Well, I so seldom do things right, that this is really a treat for me. Apparently, I have been doing things ok and not necessarily knowing it. The unknown author begins by letting us know that metacognition is “thinking about one’s own thinking” and frankly, I have been thinking about my own thinking processes all my life. Mostly, my thoughts are doubts about my process, in general. That is, so much of what I feel is absolute bare logic seems to meet the world somewhere between “you gotta be kidding me” and “that’s not how things work.”

All this relates to information literacy being characterized as metacognition, in that the info seekers are required to think about their search and evaluation skills—and how to use them. Cool. So all this reflecting I have been doing upon my inadequacies has served a purpose, and maybe my questioning not only of students but of myself has been functional and fits this model of getting feedback from learners and teacher-learners (including yourself) at the same time. That is, the evaluative voice in my head never shuts up. Before I run around in any more circles, let me move on.

The horror always is that the learners are not getting what they need, and the two-part reflection about what worked and what did not work make perfect sense. The third part of this reflection, I think, should be modified to “did the learners achieve their goals?” Not to quibble. And yes, never throw anything away, are you crazy? Just re-name and date your files so you can trace not only evolution but get back to something that you will not be able to re-do in time, when next appropriate.

And, I always start with questions. I want to get folks involved and the fastest way to do that is ask questions, right off the bat.
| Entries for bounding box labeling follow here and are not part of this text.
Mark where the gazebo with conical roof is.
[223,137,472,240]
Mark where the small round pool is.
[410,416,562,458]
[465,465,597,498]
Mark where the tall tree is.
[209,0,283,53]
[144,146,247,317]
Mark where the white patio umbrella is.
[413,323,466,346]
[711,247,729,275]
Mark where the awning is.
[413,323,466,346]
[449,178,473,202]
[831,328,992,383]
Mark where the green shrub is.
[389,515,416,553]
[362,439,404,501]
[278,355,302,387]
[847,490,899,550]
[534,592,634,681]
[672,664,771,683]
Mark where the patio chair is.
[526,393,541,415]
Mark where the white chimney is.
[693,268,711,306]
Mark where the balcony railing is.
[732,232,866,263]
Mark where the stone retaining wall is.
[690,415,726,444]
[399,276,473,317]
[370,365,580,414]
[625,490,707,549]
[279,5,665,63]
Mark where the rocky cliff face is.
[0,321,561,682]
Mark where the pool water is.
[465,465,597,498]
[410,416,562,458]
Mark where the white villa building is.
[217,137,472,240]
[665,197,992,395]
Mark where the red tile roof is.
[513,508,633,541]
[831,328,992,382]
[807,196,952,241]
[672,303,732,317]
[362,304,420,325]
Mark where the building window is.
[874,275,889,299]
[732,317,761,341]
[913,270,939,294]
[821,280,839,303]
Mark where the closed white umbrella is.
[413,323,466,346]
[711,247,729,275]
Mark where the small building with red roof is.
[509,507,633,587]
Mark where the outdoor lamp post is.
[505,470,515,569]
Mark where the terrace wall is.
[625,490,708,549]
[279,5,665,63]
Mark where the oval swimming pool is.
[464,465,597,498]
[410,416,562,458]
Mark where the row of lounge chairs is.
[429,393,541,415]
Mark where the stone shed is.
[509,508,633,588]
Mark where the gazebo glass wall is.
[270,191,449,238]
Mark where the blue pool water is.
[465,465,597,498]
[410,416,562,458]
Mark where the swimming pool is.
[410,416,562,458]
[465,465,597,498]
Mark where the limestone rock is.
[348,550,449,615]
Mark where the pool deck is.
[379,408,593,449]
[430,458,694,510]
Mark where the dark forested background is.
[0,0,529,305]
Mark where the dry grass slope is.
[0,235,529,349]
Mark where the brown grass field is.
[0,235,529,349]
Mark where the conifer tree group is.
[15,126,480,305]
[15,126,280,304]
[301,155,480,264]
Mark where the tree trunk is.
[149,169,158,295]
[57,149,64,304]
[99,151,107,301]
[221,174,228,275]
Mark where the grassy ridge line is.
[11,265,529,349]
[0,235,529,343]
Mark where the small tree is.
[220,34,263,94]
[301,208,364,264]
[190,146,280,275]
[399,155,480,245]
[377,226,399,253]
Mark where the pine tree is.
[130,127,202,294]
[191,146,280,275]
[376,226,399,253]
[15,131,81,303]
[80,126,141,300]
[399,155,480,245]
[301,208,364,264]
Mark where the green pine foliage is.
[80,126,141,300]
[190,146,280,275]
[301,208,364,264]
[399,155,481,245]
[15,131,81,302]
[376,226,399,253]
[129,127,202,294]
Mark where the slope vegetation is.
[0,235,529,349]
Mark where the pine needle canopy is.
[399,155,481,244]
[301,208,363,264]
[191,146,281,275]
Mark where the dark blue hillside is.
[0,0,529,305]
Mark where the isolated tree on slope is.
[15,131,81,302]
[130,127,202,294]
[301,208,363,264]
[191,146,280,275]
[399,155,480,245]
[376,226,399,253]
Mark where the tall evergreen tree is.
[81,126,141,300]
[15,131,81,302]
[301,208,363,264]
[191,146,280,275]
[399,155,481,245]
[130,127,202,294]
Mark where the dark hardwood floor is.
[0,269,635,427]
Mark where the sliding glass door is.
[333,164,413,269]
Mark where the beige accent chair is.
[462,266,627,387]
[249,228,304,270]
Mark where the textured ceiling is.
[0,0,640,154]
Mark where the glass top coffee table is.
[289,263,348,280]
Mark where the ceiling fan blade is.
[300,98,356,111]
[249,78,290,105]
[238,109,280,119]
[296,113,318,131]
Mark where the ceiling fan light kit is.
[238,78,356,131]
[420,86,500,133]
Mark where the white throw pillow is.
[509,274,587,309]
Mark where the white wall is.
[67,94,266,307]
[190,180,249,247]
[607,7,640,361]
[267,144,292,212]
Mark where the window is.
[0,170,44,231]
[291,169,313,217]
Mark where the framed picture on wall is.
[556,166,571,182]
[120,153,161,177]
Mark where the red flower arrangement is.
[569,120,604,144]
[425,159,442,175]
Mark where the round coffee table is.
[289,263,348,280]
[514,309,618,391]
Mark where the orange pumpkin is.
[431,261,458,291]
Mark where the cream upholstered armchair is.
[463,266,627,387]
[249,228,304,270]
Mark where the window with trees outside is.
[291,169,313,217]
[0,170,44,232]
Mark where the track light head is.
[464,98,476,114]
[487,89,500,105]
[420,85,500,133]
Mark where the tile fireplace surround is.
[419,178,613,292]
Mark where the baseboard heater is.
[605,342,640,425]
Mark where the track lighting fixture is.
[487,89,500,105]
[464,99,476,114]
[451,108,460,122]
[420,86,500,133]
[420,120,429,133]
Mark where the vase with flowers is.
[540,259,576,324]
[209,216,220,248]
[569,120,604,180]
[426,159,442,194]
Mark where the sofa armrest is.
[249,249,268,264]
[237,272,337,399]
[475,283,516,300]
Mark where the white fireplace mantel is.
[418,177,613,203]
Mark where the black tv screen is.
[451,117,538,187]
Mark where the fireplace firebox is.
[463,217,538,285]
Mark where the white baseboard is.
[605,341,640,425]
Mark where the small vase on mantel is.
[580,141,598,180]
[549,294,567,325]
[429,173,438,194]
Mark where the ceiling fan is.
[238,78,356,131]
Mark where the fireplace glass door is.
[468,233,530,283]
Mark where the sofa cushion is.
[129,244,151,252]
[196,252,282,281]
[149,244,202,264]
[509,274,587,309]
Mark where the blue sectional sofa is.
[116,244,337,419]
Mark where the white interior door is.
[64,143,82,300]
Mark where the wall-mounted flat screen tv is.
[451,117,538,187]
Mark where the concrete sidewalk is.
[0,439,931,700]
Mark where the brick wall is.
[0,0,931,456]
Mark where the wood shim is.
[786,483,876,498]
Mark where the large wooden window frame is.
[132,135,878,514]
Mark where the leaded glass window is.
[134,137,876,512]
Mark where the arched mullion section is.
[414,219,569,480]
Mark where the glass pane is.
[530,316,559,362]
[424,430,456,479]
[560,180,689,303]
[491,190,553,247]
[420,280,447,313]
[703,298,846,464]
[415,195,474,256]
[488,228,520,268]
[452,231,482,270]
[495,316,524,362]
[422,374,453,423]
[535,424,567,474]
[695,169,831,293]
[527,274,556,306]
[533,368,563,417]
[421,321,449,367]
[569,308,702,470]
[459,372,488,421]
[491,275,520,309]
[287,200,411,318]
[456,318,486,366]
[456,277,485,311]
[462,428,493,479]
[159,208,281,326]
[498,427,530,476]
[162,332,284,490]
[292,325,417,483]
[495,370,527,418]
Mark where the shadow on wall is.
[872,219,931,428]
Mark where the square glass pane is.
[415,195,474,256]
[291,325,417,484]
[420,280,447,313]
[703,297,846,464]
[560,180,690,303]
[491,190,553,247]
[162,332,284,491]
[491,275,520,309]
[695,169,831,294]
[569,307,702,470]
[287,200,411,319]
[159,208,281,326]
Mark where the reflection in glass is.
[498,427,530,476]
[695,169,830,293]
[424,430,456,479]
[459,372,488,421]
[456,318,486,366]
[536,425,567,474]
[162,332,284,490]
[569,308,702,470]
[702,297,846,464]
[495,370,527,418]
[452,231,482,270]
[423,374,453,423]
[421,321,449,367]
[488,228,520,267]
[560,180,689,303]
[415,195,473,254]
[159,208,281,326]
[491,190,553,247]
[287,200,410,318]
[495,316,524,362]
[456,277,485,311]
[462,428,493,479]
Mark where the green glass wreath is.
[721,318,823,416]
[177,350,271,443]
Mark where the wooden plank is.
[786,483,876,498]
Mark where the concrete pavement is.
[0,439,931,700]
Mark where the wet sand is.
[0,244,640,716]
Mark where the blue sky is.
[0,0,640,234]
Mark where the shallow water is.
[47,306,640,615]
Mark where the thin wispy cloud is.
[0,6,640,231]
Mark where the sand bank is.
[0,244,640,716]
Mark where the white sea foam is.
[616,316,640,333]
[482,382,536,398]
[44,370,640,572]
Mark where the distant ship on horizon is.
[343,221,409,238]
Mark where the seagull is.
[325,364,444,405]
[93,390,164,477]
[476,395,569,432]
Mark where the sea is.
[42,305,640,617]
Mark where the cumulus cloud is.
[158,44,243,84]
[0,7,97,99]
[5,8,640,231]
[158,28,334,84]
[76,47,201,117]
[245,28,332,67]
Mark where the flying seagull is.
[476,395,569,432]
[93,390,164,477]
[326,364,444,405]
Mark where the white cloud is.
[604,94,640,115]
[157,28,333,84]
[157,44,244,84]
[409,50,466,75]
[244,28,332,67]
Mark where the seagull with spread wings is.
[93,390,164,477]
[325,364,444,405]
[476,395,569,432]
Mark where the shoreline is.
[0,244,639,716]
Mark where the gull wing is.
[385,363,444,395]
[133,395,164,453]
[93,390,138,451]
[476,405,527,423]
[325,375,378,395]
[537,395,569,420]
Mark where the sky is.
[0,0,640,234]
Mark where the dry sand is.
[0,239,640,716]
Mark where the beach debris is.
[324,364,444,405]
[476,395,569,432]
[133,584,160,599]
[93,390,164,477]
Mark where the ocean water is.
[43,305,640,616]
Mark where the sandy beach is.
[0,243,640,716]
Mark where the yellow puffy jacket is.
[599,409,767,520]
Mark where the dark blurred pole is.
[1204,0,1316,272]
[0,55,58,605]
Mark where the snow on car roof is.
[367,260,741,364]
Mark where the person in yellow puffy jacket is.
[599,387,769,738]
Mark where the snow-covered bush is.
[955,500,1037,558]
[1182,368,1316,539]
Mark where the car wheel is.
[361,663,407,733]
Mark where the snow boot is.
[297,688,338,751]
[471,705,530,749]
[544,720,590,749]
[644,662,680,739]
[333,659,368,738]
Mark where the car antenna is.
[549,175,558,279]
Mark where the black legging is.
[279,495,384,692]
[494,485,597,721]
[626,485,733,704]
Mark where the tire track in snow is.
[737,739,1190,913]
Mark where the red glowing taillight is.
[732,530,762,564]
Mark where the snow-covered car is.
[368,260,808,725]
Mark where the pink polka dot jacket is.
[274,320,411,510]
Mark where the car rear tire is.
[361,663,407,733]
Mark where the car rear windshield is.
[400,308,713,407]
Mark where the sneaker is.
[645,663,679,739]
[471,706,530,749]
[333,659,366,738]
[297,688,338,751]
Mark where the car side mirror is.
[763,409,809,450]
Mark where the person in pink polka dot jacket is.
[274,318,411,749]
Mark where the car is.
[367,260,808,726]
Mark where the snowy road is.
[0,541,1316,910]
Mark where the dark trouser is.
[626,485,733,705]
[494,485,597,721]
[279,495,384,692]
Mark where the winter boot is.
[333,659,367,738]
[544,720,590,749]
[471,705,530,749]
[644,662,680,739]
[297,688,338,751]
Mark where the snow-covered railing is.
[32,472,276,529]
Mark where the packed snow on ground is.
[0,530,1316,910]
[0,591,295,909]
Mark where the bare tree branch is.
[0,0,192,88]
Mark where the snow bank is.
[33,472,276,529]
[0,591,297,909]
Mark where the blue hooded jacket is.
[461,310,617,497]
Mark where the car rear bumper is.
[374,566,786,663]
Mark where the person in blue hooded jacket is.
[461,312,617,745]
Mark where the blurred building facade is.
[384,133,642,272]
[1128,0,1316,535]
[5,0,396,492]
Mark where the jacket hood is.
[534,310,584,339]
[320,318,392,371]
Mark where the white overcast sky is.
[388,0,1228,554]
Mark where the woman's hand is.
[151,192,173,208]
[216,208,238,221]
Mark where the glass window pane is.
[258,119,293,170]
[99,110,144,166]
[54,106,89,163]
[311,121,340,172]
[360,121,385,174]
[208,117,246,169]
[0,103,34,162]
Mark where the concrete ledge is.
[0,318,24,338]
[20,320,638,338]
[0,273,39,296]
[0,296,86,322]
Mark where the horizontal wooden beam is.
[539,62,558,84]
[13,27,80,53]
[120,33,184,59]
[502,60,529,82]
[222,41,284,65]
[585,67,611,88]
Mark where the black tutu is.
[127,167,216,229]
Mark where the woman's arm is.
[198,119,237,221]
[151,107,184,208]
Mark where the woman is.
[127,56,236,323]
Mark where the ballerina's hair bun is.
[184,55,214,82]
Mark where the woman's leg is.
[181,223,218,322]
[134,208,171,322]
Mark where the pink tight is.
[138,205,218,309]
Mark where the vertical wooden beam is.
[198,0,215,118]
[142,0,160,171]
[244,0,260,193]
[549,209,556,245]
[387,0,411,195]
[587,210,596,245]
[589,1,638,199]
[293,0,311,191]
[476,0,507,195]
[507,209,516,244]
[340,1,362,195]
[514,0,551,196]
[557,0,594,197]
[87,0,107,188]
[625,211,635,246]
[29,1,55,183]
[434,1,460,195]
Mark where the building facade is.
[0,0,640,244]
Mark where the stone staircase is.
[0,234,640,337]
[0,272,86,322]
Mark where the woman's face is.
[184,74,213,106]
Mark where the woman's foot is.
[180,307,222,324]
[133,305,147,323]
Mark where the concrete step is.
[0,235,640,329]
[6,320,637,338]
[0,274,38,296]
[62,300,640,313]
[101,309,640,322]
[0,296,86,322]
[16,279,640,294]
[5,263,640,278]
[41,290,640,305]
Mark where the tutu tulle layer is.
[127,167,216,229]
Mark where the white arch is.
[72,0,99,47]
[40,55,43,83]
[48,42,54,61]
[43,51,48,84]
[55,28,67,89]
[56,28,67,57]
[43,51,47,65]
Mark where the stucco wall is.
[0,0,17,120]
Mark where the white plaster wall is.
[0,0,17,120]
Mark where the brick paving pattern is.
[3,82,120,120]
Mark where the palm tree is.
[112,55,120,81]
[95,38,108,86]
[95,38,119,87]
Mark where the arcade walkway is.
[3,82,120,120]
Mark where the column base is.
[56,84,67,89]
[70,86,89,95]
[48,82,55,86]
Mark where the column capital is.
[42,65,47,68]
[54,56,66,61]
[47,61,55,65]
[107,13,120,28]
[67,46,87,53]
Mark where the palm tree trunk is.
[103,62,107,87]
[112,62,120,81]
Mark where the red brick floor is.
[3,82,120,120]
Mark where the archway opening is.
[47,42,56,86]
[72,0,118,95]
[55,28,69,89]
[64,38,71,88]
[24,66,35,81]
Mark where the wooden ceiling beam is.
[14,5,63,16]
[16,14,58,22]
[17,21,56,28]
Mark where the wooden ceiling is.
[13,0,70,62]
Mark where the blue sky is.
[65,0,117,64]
Nobody gets to sit back and hover under the radar.  [My tip for the week: folks who do speak up in class quite often do so hesitantly.  If the instructor says, out loud, “I don’t hear well, so please speak up,” students will be encouraged to actually sing out, and then the instructor is not caught editing or paraphrasing student input.  This is a real plus, in my opinion.]

We gots lots to do. Get involved. Contribute. Give me feedback. Allow me to assist. Ask me your questions; when you trip me up, make me think, make me explain, I am learning something, and I thank you.